Leute wenn dann bei allen großen Ereignissen diese Euphorie zeigen und nicht nur beim blöden Männerfußball. Ich tät jeden Spieler einen Ball geben dann haben sie was vernünftiges zu tun.
15. Juni, 2012 at 20:46
Thomas, ich will nicht ausschließen, dass ich über Ihre These ernsthaft nachdächte, wenn Sie sie nicht in einer Rechtschreibung verfasst hätten, die als rudimentär zu bezeichnen noch geprahlt wäre.
18. Juni, 2012 at 13:58
Vielleicht sollte man ein Gesetz zur Gleichbehandlung aller Sportarten und ihrer Austragenden in Bezug auf das Fan-sein auf den Weg bringen. Wo kommen wir denn da hin, wenn wir unsere Sympathie nach dem Geschlecht des Austragenden oder der Sportart unterscheiden – eine Welt voller emotionsgetragener Unterschiede. Furchtbar.
18. Juni, 2012 at 15:30
Auf jeden Fall muß auch ein Antidiskriminierungsgesetz her! Wieso verdient jemand, nur weil er absolut nicht Fußball spielen kann, keine Nominierung für die Nationalmanschaft?
18. Juni, 2012 at 18:30
Immer diese blöden Diskussionen um die Beflaggung. Ja, ich hatte das auch mal, ich glaube es war bei der WM 2006, da fing das an. Und ich meine mich zu erinnern, dass ich die deutsche UND eine US-Flagge dran hatte. Also am Auto. Obwohl ich normalerweise ja so gar kein Fußballfan bin.

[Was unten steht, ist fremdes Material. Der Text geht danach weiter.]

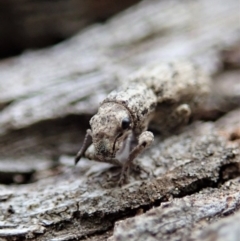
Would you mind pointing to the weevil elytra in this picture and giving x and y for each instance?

Mittlerweile ist unser Auto aber durch Kindersitz und bevorstehenden -wagen so dermaßen überlastet, dass das mit den Fahnen nicht mehr geht. (Oder vielleicht auch, weil das heuer alles irgendwie eher an mir vorbei geht, und ich auch eher der WM als der EM – Fan bin, wenn überhaupt, man weiß es nicht so genau).
Mensch, soll doch jeder machen wie er will, und wer diesbezüglich “Nationalismus” schreit, den nehme ich sowieso nicht mehr ernst.
20. Juni, 2012 at 10:40
Das mit der US-Flagge bei einer EM ist ja auch so ein Sache …
20. Juni, 2012 at 15:24
Mir gehen Hauptsächlich diese Vuvuzelas auf den Geist. Man kann wenn die „männliche“ Nationalmannschaft spielt weder ungestört lesen ,einen Film Ansehen, sich Unterhalten oder einen Angenehmen Spiele Abend frönen ohne zu wissen (durch diesen Krach) wann der „Wettkampf“ wo die „männliche“ Nationalmannschaft mitmacht, Beginnt, Endet und wann diese Brigade ein Tor erzielt hat. Selbst bei allen geschlossenen Türen und Fenstern und mit Ohropax sind dies Tröten aus der Hölle noch zu vernehmen. Wann wird der Besitz und die Verwendung endlich flächendeckend Verboten?
20. Juni, 2012 at 22:48
Genau! Und Harley Davidsons sind auch zu laut. Busse, Lkws ebenfalls. Ha, ich weiß: Wir verbieten den Ottomotor. Mich nerven übrigens auch diese Tiere morgens, wie heißen die noch mal – Vögel?
21. Juni, 2012 at 16:50
Ich möchte übrigens auch das Atmen verbieten. Klar – nicht jeder, der atmet, wird automatisch zum Heroinsüchtigen. Aber 100% aller Heroinsüchtigen haben mit dem Atmen angefangen!
#random fact
#dings
21. Juni, 2012 at 17:32
Ist der Festabstand zwischen Zahl und Prozentzeichen der Chromaxt zum Opfer gefallen?
21. Juni, 2012 at 17:55
Antwort ist: „Ja“
1. Juli, 2012 at 17:45
@Guest68: Ich schrieb WM 2006. Wer lesen kann ist klar im Vorteil.